For the collaborative project involving Maastricht University’s Law Faculty and Land Portal, 1st year European Law School students will conduct comparative research on land governance for the Land Portal Foundation as part of their curricular activities in order to facilitate the generation of legal information for different jurisdictions as mapped by the Land Portal Foundation. A truly open innovation environment means using the university’s infrastructure and research orientation – in this case the research tasks students must complete as part of their skills course – to contribute to the production of open-source knowledge to be disseminated online through the website of the Land Portal Foundation. ‘This is an incredible opportunity to link education and society; the work of the Land Portal Foundation, of making legal information more transparent and more accessible, is a great context in which meaningful research skills can be taught. We are very proud to be able to collaborate with the Land Portal Foundation, and we hope this will become a yearly feature of our course’, says Catalina Goanta, the coordinator of Skills: Introduction to Comparative Law.

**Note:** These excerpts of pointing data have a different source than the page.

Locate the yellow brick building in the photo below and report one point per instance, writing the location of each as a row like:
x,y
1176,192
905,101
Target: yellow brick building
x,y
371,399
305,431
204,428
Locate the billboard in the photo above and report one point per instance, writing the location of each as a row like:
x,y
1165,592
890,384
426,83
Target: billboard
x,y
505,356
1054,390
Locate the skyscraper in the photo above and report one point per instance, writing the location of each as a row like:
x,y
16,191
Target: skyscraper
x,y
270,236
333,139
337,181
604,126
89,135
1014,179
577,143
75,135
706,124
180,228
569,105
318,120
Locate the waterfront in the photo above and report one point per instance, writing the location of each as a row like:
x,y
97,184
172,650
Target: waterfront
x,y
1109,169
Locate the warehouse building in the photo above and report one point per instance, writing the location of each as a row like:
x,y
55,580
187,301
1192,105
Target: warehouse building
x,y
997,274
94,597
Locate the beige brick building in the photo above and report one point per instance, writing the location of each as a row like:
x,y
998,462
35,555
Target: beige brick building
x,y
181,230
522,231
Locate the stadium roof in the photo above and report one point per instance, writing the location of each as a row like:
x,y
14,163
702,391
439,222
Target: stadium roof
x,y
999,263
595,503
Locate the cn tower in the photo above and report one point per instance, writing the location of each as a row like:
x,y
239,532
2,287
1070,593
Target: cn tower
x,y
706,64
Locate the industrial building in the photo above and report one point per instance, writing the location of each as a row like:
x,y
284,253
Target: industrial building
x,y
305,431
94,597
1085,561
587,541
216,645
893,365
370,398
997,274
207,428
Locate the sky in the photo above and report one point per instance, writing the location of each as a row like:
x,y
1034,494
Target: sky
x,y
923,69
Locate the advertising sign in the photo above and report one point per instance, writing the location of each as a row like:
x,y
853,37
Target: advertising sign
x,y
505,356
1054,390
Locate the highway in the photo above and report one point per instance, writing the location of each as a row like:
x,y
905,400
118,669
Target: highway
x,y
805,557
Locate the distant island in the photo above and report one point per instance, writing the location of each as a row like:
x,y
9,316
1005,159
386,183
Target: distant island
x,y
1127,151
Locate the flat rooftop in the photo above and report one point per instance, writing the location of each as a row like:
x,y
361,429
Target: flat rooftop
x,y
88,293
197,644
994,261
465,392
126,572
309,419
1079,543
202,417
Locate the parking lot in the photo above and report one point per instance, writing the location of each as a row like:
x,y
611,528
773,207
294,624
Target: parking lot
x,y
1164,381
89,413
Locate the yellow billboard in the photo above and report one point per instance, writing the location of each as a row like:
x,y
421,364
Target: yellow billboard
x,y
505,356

Apart from the team of very dedicated tutors guiding the students on research matters (Catherine Altobelli, John Cotter, Jasmin Hiry, Tanja van der Meer, Hoai-Thu Nguyen and Rikke Øksnes), the Maastricht European Private Law Institute (MEPLI) has set up a team of student fellows (Alexandra Aldous, Doris Beganovič, Bert Brookfield-Hird, Lisa Beatrice Ferrari, Magda Jacyna and Juri Wiedemann) who will further assist the students with knowledge on property law, and who will gather the research results and prepare them for submission to the Land Portal Foundation. The Director of the Maastricht European Private Law Institute, private law professor Gijs van Dijck, is a supporter of research education: ‘The involvement of students in ongoing academic research can be invaluable for both students and academics. This project is a textbook example of how to do this.’

This enthusiasm is shared by Land Portal: ‘We are very excited about this opportunity to partner with such a reputable university and feel that this partnership will be mutually beneficial. There are still a lot of gaps in data and information that must be filled if Land Portal is going to be an effective tool for promoting responsible land governance and sustainable development. By gathering land-related legal research conducted by students, we hope to help these young students learn and grow as researchers while also expanding the knowledge base currently hosted on the Land Portal platform’, says Nicholas Tagliarino, research analyst at Land Portal Foundation.